The Frankenmuth Fish Project is unique in that it follows a bend in the river and required a tremendous amount of limestone rocks and literal boulders to be trucked in from quarries in Alpena and Bay Port. It is truthfully an amazing sight on completion to behold.
In reality it is no “fish ladder” most folks might automatically assume it is for jumping fish species like salmon and trout. Warm water fish species such as walleyes (a key species for this effort) do not do any jumping, they just swim into the current to get to important places, and hopefully those places don’t make it all that difficult either.
The Frankenmuth Fish Passage is technically a “Fishway” that is a stone ramp topped with stone weirs developed for non-jumping fish species. The weirs form 30 ft wide pools and fish can use these for a resting zone, or continue on their way upstream. The real key to these weirs is to disrupt the water current and to slow its’ velocity down at key spots, to allow migrating fish ready access.
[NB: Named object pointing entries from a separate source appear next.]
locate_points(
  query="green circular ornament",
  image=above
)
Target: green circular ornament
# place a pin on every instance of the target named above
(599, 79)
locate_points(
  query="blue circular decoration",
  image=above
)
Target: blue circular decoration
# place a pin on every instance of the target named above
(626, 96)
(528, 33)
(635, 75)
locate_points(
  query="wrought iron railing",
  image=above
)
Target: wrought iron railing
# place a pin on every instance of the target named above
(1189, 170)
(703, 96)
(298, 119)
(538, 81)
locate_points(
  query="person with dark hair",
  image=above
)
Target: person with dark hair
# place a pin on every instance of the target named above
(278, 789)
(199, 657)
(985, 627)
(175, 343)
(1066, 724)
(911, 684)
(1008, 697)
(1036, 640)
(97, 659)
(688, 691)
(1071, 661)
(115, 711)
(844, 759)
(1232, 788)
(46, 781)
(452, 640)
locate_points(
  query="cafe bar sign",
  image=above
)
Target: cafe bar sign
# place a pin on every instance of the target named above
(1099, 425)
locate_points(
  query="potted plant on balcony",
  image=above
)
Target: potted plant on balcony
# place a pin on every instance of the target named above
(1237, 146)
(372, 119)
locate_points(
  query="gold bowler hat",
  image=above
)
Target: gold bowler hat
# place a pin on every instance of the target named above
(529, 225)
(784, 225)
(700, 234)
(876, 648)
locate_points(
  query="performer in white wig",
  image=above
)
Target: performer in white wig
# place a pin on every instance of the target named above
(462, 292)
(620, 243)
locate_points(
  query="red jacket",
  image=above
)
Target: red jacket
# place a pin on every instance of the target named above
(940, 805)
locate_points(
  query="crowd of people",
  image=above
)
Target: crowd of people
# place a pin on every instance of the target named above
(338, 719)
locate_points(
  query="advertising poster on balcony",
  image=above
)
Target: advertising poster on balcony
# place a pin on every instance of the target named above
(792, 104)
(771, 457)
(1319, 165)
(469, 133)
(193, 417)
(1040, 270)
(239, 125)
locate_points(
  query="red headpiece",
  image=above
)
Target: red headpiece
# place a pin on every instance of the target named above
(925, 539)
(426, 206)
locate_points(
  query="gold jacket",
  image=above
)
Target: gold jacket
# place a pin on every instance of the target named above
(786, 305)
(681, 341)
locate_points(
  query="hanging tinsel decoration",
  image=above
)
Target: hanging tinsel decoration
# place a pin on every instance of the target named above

The Frankenmuth Fish Passage also takes care of upstream water levels as well as protecting the south bank at high water levels. It is a perfect example of what can be accomplished when dedicated folks get together, talk it over and make it all happen.
A bonus to all this is the visible rapids flowing between the weirs and on down the river. Taken into consideration are the kayaks and canoes that will need to continue on downstream, and now there is an easy portage trail that is available. (I’ve canoed down the Cass River several times over the years and from all the upstream branches too, and I have always had to discontinue that journey before, because of the Frankenmuth Dam and its very non-negotiable high banks. Now I can continue on, a “Bucket-List” sort of thing). I want to paddle all the way to Saginaw some day!
I must admit that rapids affair is sort of appealing to me, despite getting long in the tooth. No doubt experienced kayakers are going to give it a whirl, head on. They seem to get all the credit in this fast water environment these days and admittedly and justifiably so, as they are great and very maneuverable watercraft for that challenging atmosphere. But I’m not into kayaks. I’m into canoes, something that the Cass River has witnessed paddling its current for eons, and I know how to wield a paddle in a constructive manner, and have been at it quite awhile.
Yep, I’ll be checking it all over at high water next spring. The Frankenmuth Fish Passage is truly a wonderment!